4. Consider the existing strengths: Evaluate the current areas of strength for the business. If there are certain markets or regions where the company is performing well, it might be worth considering whether allocating funds to support those areas would yield better results rather than focusing on the key market area. Assess the potential opportunity costs of directing funds away from those areas.

5. Study industry benchmarks: Research industry benchmarks and similar case studies to understand how other companies have approached similar situations. Analyze the outcomes of different strategies to gain insights and make an informed decision. Look for data or insights that could support either side of the argument.

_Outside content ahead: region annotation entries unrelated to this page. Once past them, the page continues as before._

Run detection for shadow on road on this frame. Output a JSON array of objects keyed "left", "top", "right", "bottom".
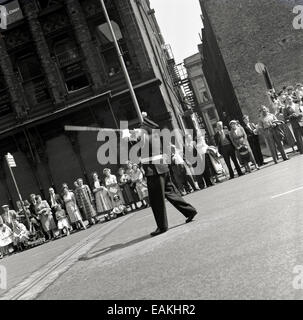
[{"left": 78, "top": 223, "right": 184, "bottom": 261}]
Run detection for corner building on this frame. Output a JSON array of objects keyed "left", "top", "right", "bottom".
[{"left": 0, "top": 0, "right": 184, "bottom": 205}]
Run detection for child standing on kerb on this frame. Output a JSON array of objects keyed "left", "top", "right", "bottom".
[{"left": 56, "top": 204, "right": 71, "bottom": 236}]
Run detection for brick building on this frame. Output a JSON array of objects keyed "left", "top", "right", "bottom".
[
  {"left": 0, "top": 0, "right": 188, "bottom": 204},
  {"left": 200, "top": 0, "right": 303, "bottom": 121},
  {"left": 184, "top": 52, "right": 219, "bottom": 138}
]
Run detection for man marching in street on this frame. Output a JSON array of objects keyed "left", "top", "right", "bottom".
[{"left": 126, "top": 117, "right": 197, "bottom": 236}]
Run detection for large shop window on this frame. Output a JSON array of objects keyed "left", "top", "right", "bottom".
[
  {"left": 54, "top": 39, "right": 90, "bottom": 93},
  {"left": 36, "top": 0, "right": 62, "bottom": 10},
  {"left": 0, "top": 73, "right": 12, "bottom": 117},
  {"left": 17, "top": 55, "right": 50, "bottom": 105},
  {"left": 96, "top": 21, "right": 131, "bottom": 76}
]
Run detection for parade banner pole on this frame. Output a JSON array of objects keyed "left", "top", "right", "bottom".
[
  {"left": 5, "top": 153, "right": 30, "bottom": 226},
  {"left": 100, "top": 0, "right": 143, "bottom": 123}
]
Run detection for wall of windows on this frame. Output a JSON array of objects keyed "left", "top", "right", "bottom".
[
  {"left": 0, "top": 73, "right": 12, "bottom": 117},
  {"left": 17, "top": 53, "right": 50, "bottom": 106},
  {"left": 53, "top": 38, "right": 90, "bottom": 93}
]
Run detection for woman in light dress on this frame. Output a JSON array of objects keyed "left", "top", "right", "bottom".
[
  {"left": 0, "top": 216, "right": 13, "bottom": 259},
  {"left": 93, "top": 172, "right": 113, "bottom": 213},
  {"left": 12, "top": 213, "right": 30, "bottom": 251},
  {"left": 63, "top": 185, "right": 86, "bottom": 229},
  {"left": 35, "top": 195, "right": 57, "bottom": 240},
  {"left": 131, "top": 164, "right": 148, "bottom": 207},
  {"left": 103, "top": 168, "right": 125, "bottom": 206},
  {"left": 103, "top": 168, "right": 126, "bottom": 218},
  {"left": 55, "top": 204, "right": 71, "bottom": 236},
  {"left": 118, "top": 168, "right": 137, "bottom": 210},
  {"left": 229, "top": 120, "right": 260, "bottom": 172},
  {"left": 75, "top": 178, "right": 99, "bottom": 226}
]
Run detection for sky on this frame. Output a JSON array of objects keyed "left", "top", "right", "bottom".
[{"left": 150, "top": 0, "right": 202, "bottom": 63}]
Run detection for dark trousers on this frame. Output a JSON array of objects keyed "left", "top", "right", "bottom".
[
  {"left": 221, "top": 145, "right": 243, "bottom": 178},
  {"left": 197, "top": 162, "right": 213, "bottom": 189},
  {"left": 264, "top": 128, "right": 287, "bottom": 163},
  {"left": 147, "top": 173, "right": 196, "bottom": 230},
  {"left": 248, "top": 135, "right": 264, "bottom": 166},
  {"left": 291, "top": 124, "right": 303, "bottom": 154}
]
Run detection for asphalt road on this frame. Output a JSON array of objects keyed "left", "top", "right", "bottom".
[{"left": 0, "top": 156, "right": 303, "bottom": 300}]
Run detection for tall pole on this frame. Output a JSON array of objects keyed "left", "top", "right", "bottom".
[
  {"left": 5, "top": 154, "right": 30, "bottom": 226},
  {"left": 100, "top": 0, "right": 143, "bottom": 123}
]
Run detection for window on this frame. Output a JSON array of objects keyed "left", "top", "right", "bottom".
[
  {"left": 207, "top": 108, "right": 217, "bottom": 121},
  {"left": 0, "top": 73, "right": 12, "bottom": 116},
  {"left": 17, "top": 54, "right": 50, "bottom": 105},
  {"left": 54, "top": 39, "right": 90, "bottom": 93},
  {"left": 96, "top": 21, "right": 131, "bottom": 76},
  {"left": 37, "top": 0, "right": 60, "bottom": 10}
]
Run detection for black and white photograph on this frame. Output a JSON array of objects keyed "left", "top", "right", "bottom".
[{"left": 0, "top": 0, "right": 303, "bottom": 308}]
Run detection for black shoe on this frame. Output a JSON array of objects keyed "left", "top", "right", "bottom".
[
  {"left": 185, "top": 212, "right": 198, "bottom": 223},
  {"left": 150, "top": 228, "right": 167, "bottom": 237}
]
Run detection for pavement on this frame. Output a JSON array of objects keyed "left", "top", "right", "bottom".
[{"left": 0, "top": 156, "right": 303, "bottom": 300}]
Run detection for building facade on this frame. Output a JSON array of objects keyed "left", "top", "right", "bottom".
[
  {"left": 184, "top": 53, "right": 219, "bottom": 137},
  {"left": 0, "top": 0, "right": 188, "bottom": 204},
  {"left": 200, "top": 0, "right": 303, "bottom": 121}
]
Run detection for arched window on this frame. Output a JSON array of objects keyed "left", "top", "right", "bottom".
[
  {"left": 17, "top": 54, "right": 50, "bottom": 106},
  {"left": 0, "top": 72, "right": 12, "bottom": 117},
  {"left": 96, "top": 20, "right": 131, "bottom": 76},
  {"left": 36, "top": 0, "right": 62, "bottom": 10},
  {"left": 54, "top": 39, "right": 90, "bottom": 93}
]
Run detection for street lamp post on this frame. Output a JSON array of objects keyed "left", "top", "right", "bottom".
[{"left": 100, "top": 0, "right": 143, "bottom": 123}]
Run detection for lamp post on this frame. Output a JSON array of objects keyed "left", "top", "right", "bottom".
[{"left": 100, "top": 0, "right": 143, "bottom": 123}]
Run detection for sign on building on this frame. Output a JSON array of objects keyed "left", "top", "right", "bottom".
[
  {"left": 6, "top": 153, "right": 17, "bottom": 168},
  {"left": 0, "top": 0, "right": 23, "bottom": 29}
]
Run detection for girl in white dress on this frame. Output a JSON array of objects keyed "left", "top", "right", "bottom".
[
  {"left": 131, "top": 164, "right": 148, "bottom": 207},
  {"left": 103, "top": 169, "right": 126, "bottom": 218},
  {"left": 93, "top": 172, "right": 113, "bottom": 213},
  {"left": 63, "top": 186, "right": 86, "bottom": 229},
  {"left": 0, "top": 216, "right": 13, "bottom": 259}
]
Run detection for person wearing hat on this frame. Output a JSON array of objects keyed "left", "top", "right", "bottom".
[
  {"left": 75, "top": 178, "right": 99, "bottom": 226},
  {"left": 214, "top": 121, "right": 243, "bottom": 179},
  {"left": 243, "top": 115, "right": 264, "bottom": 167},
  {"left": 229, "top": 120, "right": 260, "bottom": 172},
  {"left": 258, "top": 106, "right": 288, "bottom": 164},
  {"left": 127, "top": 116, "right": 197, "bottom": 236},
  {"left": 2, "top": 204, "right": 17, "bottom": 229},
  {"left": 283, "top": 97, "right": 303, "bottom": 154},
  {"left": 0, "top": 216, "right": 13, "bottom": 259}
]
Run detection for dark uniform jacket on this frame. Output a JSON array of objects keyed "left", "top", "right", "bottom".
[
  {"left": 214, "top": 132, "right": 234, "bottom": 154},
  {"left": 141, "top": 119, "right": 169, "bottom": 177}
]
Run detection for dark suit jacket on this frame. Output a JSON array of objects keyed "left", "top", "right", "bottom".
[
  {"left": 283, "top": 107, "right": 300, "bottom": 129},
  {"left": 214, "top": 132, "right": 234, "bottom": 154},
  {"left": 243, "top": 122, "right": 257, "bottom": 138},
  {"left": 141, "top": 122, "right": 169, "bottom": 177},
  {"left": 48, "top": 194, "right": 64, "bottom": 209}
]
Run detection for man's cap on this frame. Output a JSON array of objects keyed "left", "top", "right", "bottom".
[{"left": 140, "top": 118, "right": 159, "bottom": 129}]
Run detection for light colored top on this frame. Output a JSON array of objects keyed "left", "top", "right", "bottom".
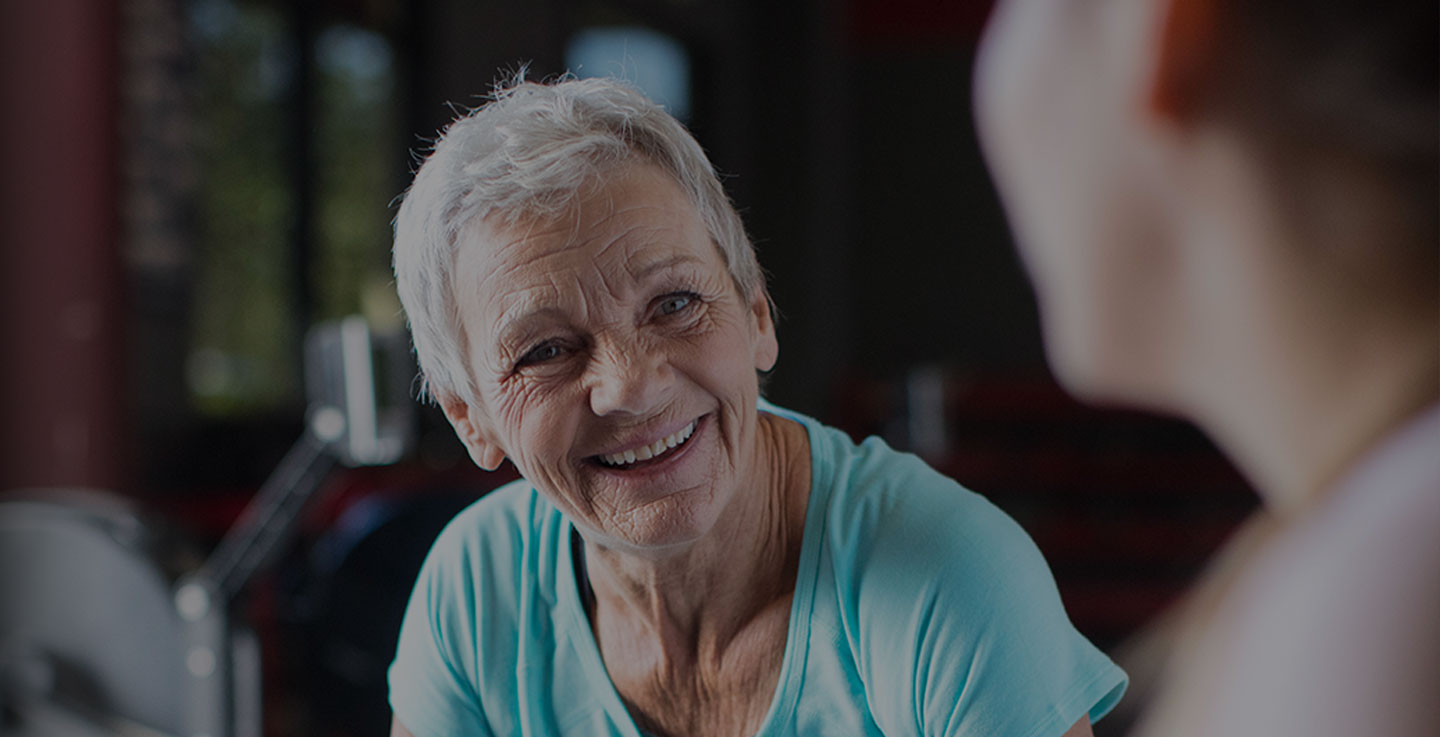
[
  {"left": 389, "top": 403, "right": 1126, "bottom": 737},
  {"left": 1140, "top": 406, "right": 1440, "bottom": 737}
]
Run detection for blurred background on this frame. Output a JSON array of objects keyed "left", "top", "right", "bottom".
[{"left": 0, "top": 0, "right": 1253, "bottom": 736}]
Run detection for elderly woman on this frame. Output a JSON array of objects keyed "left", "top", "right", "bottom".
[
  {"left": 976, "top": 0, "right": 1440, "bottom": 737},
  {"left": 390, "top": 79, "right": 1125, "bottom": 737}
]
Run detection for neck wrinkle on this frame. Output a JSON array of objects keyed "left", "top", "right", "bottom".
[{"left": 585, "top": 412, "right": 811, "bottom": 664}]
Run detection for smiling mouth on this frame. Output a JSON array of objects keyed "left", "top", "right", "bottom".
[{"left": 595, "top": 420, "right": 700, "bottom": 469}]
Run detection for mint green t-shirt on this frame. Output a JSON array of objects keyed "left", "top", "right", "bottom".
[{"left": 389, "top": 403, "right": 1126, "bottom": 737}]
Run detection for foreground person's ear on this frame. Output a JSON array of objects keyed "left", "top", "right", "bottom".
[
  {"left": 1146, "top": 0, "right": 1227, "bottom": 122},
  {"left": 750, "top": 288, "right": 780, "bottom": 371},
  {"left": 439, "top": 394, "right": 505, "bottom": 471}
]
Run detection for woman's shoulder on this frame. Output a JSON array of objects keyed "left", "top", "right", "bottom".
[{"left": 422, "top": 479, "right": 559, "bottom": 589}]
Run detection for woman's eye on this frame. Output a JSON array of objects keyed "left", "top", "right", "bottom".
[
  {"left": 658, "top": 292, "right": 696, "bottom": 315},
  {"left": 517, "top": 343, "right": 564, "bottom": 366}
]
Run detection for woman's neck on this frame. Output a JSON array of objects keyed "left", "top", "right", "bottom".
[{"left": 585, "top": 412, "right": 811, "bottom": 656}]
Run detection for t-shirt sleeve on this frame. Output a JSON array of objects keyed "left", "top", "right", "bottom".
[
  {"left": 389, "top": 515, "right": 491, "bottom": 737},
  {"left": 855, "top": 446, "right": 1126, "bottom": 737}
]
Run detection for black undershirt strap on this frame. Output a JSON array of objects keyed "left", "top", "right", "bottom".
[{"left": 570, "top": 527, "right": 595, "bottom": 625}]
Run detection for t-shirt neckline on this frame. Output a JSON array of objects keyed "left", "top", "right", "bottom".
[{"left": 556, "top": 400, "right": 832, "bottom": 737}]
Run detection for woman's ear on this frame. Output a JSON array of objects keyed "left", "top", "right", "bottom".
[
  {"left": 439, "top": 394, "right": 505, "bottom": 471},
  {"left": 750, "top": 286, "right": 780, "bottom": 371},
  {"left": 1146, "top": 0, "right": 1226, "bottom": 122}
]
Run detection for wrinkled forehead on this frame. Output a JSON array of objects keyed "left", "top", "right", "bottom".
[{"left": 452, "top": 166, "right": 724, "bottom": 325}]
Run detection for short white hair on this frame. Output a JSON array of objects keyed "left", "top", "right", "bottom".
[{"left": 395, "top": 69, "right": 765, "bottom": 403}]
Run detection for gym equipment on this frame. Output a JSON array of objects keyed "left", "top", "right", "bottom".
[{"left": 0, "top": 317, "right": 415, "bottom": 737}]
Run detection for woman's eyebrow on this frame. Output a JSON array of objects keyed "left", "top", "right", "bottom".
[
  {"left": 631, "top": 253, "right": 700, "bottom": 281},
  {"left": 495, "top": 305, "right": 564, "bottom": 351}
]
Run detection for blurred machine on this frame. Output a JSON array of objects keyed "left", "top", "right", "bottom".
[{"left": 0, "top": 317, "right": 415, "bottom": 737}]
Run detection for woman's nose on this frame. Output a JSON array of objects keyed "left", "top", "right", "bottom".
[{"left": 590, "top": 345, "right": 674, "bottom": 416}]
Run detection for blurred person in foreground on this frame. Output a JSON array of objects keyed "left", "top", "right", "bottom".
[
  {"left": 390, "top": 79, "right": 1125, "bottom": 737},
  {"left": 976, "top": 0, "right": 1440, "bottom": 737}
]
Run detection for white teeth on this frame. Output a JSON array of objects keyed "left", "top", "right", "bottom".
[{"left": 600, "top": 422, "right": 696, "bottom": 466}]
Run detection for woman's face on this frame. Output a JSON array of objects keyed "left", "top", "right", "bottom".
[
  {"left": 975, "top": 0, "right": 1175, "bottom": 402},
  {"left": 446, "top": 164, "right": 778, "bottom": 550}
]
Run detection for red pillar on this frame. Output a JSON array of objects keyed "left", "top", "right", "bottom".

6. Balance short-term and long-term goals: Consider the short-term and long-term goals of the business. While the investment spending market test may provide insights into the potential of the key market area, it is essential to evaluate if the strategy aligns with the long-term objectives of the company. Consider both immediate sales impact and the potential for sustainable growth.

By following these steps, analyzing the potential benefits and risks, and considering the company's objectives and industry benchmarks, you can make an informed decision about whether the investment spending market test is a good strategy for this case. Remember, there may not be a one-size-fits-all answer, and the choice ultimately depends on the specific circumstances and goals of the business.